IS 801:1975 — Code of Practice for Use of Cold-Formed Light Gauge Steel Structural Members in General Building Construction — is the primary Indian standard governing the design of cold formed steel sections used in industrial buildings. IS 801 covers member capacity calculations for Z and C sections including local buckling of thin walls, distortional buckling of the flange-lip assemblies, and lateral-torsional buckling of the full member. These buckling modes are unique to cold formed steel and are not covered in IS 800:2007, which applies to hot-rolled sections. Getting the cold formed steel design right for Indian wind zone and IS 875 Part 3 wind loads requires applying IS 801 correctly — a point of difference between properly engineered cold formed steel systems and the undocumented sections supplied by many small cold formed steel producers in India.

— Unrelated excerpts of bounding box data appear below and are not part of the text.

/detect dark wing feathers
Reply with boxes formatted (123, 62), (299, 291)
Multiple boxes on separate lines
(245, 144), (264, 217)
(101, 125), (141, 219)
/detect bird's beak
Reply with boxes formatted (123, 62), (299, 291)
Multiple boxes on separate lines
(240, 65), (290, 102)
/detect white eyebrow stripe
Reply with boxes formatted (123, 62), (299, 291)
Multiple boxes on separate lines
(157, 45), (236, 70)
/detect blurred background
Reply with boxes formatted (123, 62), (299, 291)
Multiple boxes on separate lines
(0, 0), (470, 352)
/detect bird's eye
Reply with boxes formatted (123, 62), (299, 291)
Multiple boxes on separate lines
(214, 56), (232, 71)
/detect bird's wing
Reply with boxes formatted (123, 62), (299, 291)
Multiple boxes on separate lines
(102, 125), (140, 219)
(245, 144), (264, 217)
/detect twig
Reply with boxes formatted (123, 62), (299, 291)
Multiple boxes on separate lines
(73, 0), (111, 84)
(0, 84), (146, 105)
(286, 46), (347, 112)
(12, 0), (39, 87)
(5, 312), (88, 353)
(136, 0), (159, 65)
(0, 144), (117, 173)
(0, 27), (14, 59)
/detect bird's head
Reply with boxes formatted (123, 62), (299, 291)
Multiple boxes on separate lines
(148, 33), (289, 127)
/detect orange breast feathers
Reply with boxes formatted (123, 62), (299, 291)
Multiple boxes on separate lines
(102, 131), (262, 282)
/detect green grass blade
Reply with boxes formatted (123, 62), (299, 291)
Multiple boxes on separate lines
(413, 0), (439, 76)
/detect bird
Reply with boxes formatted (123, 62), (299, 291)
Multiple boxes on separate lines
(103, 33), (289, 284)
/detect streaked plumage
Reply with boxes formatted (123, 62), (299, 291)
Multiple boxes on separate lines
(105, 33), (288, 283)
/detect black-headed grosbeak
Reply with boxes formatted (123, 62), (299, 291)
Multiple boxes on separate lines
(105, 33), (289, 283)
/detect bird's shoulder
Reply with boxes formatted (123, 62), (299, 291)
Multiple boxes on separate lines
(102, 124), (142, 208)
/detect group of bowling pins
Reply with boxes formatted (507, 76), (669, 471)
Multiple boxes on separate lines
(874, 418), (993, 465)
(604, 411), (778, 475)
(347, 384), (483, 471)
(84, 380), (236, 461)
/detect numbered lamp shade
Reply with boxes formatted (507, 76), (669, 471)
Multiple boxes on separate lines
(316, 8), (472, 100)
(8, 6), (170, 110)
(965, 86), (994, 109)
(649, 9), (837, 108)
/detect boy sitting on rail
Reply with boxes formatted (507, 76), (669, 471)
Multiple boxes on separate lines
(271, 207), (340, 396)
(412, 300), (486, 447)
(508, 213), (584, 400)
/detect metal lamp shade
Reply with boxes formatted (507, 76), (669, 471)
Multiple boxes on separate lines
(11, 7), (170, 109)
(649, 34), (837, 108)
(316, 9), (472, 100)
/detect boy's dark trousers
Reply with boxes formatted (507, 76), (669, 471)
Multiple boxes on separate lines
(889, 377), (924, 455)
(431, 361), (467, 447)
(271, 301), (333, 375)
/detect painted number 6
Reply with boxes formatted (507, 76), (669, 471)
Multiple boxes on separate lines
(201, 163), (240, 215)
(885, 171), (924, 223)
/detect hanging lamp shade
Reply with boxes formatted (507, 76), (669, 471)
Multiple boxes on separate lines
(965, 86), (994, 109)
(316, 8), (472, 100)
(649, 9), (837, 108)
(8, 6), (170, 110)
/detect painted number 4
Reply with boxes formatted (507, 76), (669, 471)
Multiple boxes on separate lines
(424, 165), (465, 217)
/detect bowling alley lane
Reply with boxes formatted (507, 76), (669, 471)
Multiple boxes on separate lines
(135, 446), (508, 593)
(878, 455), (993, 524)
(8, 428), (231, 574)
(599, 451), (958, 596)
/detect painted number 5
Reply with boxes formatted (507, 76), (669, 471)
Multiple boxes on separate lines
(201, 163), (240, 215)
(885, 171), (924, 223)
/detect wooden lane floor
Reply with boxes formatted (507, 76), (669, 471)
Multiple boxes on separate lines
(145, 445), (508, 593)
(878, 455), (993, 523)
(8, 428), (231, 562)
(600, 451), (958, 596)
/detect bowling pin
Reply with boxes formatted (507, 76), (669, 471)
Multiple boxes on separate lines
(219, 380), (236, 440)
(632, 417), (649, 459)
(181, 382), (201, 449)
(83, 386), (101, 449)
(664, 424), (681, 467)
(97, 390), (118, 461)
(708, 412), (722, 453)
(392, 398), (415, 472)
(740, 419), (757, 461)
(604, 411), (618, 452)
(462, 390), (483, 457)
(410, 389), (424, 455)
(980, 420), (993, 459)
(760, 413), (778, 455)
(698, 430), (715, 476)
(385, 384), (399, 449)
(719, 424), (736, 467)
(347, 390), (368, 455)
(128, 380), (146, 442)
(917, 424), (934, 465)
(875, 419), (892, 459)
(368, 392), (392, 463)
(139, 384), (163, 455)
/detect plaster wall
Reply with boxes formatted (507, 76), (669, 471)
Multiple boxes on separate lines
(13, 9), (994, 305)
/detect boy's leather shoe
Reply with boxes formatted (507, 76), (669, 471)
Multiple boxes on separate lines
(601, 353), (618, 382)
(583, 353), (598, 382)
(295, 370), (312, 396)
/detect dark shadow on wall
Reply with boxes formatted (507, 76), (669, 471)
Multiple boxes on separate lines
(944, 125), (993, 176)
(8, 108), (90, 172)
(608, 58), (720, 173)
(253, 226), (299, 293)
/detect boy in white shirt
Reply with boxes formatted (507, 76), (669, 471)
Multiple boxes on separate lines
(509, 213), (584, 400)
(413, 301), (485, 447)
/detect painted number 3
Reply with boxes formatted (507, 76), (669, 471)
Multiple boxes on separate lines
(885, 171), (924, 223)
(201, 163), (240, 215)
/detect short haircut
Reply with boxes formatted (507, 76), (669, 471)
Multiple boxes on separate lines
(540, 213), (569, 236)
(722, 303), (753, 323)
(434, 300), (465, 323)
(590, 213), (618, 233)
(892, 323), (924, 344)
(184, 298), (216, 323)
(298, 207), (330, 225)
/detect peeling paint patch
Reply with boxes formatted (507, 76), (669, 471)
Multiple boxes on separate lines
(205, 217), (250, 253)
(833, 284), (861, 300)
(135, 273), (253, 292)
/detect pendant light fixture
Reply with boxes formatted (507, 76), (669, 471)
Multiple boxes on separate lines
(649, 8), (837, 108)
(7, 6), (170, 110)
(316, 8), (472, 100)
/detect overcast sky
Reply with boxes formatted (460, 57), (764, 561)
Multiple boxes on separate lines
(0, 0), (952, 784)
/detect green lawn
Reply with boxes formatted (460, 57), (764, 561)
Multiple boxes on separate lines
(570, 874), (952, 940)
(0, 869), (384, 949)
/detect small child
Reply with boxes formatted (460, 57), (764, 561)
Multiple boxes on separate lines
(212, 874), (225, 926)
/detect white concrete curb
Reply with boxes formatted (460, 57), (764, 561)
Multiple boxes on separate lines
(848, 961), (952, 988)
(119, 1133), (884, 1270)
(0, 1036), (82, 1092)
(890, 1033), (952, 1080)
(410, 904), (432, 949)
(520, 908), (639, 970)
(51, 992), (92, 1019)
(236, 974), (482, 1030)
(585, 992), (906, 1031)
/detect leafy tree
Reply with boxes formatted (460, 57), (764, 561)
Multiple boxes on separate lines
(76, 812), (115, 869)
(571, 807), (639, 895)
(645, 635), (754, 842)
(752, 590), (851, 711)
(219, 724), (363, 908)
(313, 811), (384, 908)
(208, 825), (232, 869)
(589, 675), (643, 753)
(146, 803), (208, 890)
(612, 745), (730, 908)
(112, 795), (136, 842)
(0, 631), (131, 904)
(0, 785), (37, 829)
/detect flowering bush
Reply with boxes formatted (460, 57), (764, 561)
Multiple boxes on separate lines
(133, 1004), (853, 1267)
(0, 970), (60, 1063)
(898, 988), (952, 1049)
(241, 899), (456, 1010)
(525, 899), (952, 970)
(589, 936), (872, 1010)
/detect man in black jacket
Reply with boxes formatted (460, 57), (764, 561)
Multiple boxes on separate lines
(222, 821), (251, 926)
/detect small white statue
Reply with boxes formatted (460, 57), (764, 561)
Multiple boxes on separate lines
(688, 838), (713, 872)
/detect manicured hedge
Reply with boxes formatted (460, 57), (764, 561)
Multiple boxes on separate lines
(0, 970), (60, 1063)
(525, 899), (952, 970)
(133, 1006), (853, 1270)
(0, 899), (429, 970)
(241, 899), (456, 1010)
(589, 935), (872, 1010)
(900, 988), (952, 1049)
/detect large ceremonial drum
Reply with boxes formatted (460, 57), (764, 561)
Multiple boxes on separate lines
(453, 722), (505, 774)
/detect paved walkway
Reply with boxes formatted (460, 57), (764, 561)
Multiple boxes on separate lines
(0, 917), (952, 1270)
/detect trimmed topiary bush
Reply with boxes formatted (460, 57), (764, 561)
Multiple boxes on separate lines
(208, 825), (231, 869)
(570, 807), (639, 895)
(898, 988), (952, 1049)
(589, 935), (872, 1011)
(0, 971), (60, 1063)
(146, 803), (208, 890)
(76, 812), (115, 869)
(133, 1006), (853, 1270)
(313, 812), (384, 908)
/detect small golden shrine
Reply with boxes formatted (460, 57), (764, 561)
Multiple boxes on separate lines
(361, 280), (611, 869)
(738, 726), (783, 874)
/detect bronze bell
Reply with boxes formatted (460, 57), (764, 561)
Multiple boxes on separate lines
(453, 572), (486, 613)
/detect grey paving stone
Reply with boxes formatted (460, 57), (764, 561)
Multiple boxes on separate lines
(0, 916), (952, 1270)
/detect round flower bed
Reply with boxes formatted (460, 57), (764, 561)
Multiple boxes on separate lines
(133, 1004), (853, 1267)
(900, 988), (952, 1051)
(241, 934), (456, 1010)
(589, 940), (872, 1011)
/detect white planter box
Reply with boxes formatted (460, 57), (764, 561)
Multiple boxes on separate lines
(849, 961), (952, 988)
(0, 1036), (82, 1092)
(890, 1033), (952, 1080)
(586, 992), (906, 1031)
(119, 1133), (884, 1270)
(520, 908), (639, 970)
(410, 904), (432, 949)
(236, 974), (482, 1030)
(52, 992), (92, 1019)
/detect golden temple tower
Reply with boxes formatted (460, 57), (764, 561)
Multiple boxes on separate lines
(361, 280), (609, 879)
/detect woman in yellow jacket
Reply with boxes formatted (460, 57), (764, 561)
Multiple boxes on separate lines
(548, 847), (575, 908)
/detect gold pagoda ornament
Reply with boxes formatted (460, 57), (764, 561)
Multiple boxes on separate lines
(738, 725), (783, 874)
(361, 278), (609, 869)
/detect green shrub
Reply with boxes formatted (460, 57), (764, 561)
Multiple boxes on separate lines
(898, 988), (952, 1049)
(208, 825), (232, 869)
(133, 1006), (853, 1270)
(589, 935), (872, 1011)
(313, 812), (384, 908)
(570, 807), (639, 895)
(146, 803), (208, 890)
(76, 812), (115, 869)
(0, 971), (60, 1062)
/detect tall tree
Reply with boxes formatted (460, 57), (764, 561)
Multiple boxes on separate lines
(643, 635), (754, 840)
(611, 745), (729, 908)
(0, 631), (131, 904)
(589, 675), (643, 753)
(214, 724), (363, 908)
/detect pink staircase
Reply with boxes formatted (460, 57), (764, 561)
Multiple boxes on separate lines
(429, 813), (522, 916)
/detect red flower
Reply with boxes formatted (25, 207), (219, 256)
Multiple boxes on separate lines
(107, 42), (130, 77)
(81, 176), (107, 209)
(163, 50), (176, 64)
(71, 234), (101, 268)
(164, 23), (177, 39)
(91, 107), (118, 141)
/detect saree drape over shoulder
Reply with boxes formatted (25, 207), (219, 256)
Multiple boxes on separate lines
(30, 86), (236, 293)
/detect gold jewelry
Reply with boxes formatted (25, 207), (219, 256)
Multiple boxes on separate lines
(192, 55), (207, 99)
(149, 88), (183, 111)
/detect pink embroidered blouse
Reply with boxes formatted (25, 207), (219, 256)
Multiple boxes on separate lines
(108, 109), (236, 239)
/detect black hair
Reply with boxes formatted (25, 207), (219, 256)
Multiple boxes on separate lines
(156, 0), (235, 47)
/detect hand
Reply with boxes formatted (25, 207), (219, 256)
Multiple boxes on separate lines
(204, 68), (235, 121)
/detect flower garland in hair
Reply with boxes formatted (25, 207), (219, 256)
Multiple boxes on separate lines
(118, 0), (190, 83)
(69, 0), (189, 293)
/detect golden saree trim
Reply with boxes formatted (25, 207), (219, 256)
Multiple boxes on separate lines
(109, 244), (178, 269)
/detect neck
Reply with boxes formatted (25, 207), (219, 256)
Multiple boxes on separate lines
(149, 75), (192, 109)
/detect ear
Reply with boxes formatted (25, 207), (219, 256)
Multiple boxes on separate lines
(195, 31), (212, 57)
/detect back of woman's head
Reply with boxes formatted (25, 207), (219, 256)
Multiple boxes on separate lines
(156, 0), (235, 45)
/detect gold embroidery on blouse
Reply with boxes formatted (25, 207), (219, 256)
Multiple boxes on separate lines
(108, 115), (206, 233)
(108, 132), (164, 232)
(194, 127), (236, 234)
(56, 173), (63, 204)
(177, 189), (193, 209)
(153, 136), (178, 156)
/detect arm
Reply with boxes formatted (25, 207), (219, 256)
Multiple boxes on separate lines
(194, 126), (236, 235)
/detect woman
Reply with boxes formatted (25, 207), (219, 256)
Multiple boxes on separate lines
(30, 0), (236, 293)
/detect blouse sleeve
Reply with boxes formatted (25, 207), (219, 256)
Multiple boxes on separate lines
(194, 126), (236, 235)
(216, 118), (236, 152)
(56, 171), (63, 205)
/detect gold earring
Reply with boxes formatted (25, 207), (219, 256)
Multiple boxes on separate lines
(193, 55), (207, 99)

cold formed steel fabrication India PEB warehouse purlin girt IS 801 IS 875 wind load Suncorporation
Cold formed steel fabrication India — Z purlins supporting Galvalume roofing on a PEB warehouse. IS 801 and IS 875 Part 3 wind load compliant cold formed steel secondary structure.

Cold formed steel fabrication — material and coating

Cold formed steel sections for Indian industrial buildings are made from high-tensile steel sheet — typically grade S350 or S550 with a minimum yield strength of 350 or 550 MPa respectively. The higher yield strength of cold formed steel compared to standard IS 2062 Grade E250 mild steel (250 MPa yield) allows thinner sections to carry equivalent loads, which is the source of the weight efficiency of cold formed sections compared to hot-rolled sections for secondary structural applications. The base material is coated with either hot-dip galvanising (Z275 or AZ150 Galvalume) to protect the section from corrosion in the building’s atmospheric environment. In coastal or aggressive industrial environments, heavier coating weights (Z350 or Z450) are specified.

Cold formed steel fabrication cost in India — 2026

  • Z purlins, 1.5mm to 2.5mm, galvanised Z275: Rs 70,000 to Rs 90,000 per MT ex-factory, including straightening, cutting to length, and bay punching.
  • C girts, 1.5mm to 2.5mm, galvanised Z275: Rs 70,000 to Rs 90,000 per MT ex-factory.
  • Heavy cold formed sections, 2.5mm to 4.0mm, for heavy cladding or special applications: Rs 85,000 to Rs 1,10,000 per MT. Heavier gauge, less efficient use of the cold forming process, so cost per MT is higher.
  • Supply and erection of complete cold formed steel secondary system: Add Rs 15,000 to Rs 25,000 per MT for field installation — fixing brackets, anti-sag rods, and bridging channels included.